Encryption in Transit
Directly building on https1/crypto1 and dbsec1-6: TLS protecting data moving over the network, both between users and services and between services themselves. Most managed services (Chapter 7) support or enforce TLS connections by default today. A genuinely common misconfiguration worth flagging explicitly: an application connecting to a managed database without actually enforcing TLS, even though the option is available — "available" and "enforced" are different things, worth checking directly rather than assuming.
Key Management Services (KMS)
Expanding the customer-managed-key point above: AWS KMS, Azure Key Vault, and GCP Cloud KMS centralize encryption key generation, storage, and rotation — directly applying crypto1-11's key management material to a specific product category. One genuinely important nuance: who can use a key to encrypt or decrypt is itself governed by IAM policies (Chapter 6) — key access and data access are two separate permission layers, and both need to be correctly configured for encryption to actually mean anything as a control.

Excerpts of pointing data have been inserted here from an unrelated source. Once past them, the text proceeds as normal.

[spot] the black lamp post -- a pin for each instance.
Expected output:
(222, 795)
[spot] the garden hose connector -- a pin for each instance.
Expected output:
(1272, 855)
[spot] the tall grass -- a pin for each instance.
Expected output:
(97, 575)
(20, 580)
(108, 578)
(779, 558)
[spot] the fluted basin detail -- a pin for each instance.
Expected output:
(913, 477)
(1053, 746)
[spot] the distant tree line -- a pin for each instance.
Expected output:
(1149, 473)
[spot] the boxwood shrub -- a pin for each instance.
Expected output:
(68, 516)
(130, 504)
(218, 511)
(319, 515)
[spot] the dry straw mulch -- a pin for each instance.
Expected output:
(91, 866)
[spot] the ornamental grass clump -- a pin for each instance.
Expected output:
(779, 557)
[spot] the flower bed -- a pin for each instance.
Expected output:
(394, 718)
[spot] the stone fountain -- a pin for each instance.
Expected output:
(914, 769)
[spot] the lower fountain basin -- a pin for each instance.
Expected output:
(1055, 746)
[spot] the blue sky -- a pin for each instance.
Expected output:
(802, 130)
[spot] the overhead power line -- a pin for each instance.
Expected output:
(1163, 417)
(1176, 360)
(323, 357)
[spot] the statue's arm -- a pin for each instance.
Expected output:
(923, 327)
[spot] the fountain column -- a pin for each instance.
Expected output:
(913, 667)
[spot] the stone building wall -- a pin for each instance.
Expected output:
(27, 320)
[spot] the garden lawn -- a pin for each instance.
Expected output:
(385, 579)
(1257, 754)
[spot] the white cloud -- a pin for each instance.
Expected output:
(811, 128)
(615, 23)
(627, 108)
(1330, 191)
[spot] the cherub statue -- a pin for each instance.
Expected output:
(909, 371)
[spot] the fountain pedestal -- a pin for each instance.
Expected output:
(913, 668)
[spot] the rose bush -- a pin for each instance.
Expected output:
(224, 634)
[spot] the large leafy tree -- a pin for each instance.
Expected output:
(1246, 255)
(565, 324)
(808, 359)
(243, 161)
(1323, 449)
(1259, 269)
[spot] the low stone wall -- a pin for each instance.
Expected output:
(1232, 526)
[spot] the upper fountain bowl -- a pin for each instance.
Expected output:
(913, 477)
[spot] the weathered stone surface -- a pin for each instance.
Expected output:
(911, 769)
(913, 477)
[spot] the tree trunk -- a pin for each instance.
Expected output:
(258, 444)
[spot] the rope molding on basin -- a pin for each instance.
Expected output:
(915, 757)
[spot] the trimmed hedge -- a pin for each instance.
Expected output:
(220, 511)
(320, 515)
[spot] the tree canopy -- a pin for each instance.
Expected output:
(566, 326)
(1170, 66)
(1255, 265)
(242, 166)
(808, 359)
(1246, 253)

Security Groups, NSGs & Firewalls, Revisited
A brief callback to Chapter 5 rather than re-teaching it: the network-layer security control. This chapter adds one thing Chapter 5 didn't cover — a Web Application Firewall (WAF), a Layer 7 control sitting in front of a web application, filtering malicious HTTP requests. This connects directly to this site's xss1/sqli1 courses' own attack categories: a WAF is a genuine defense-in-depth layer against exactly those attack types, not a replacement for actually fixing the underlying application vulnerability — echoing owasp1's own recurring theme that no single defense replaces properly handling the root cause.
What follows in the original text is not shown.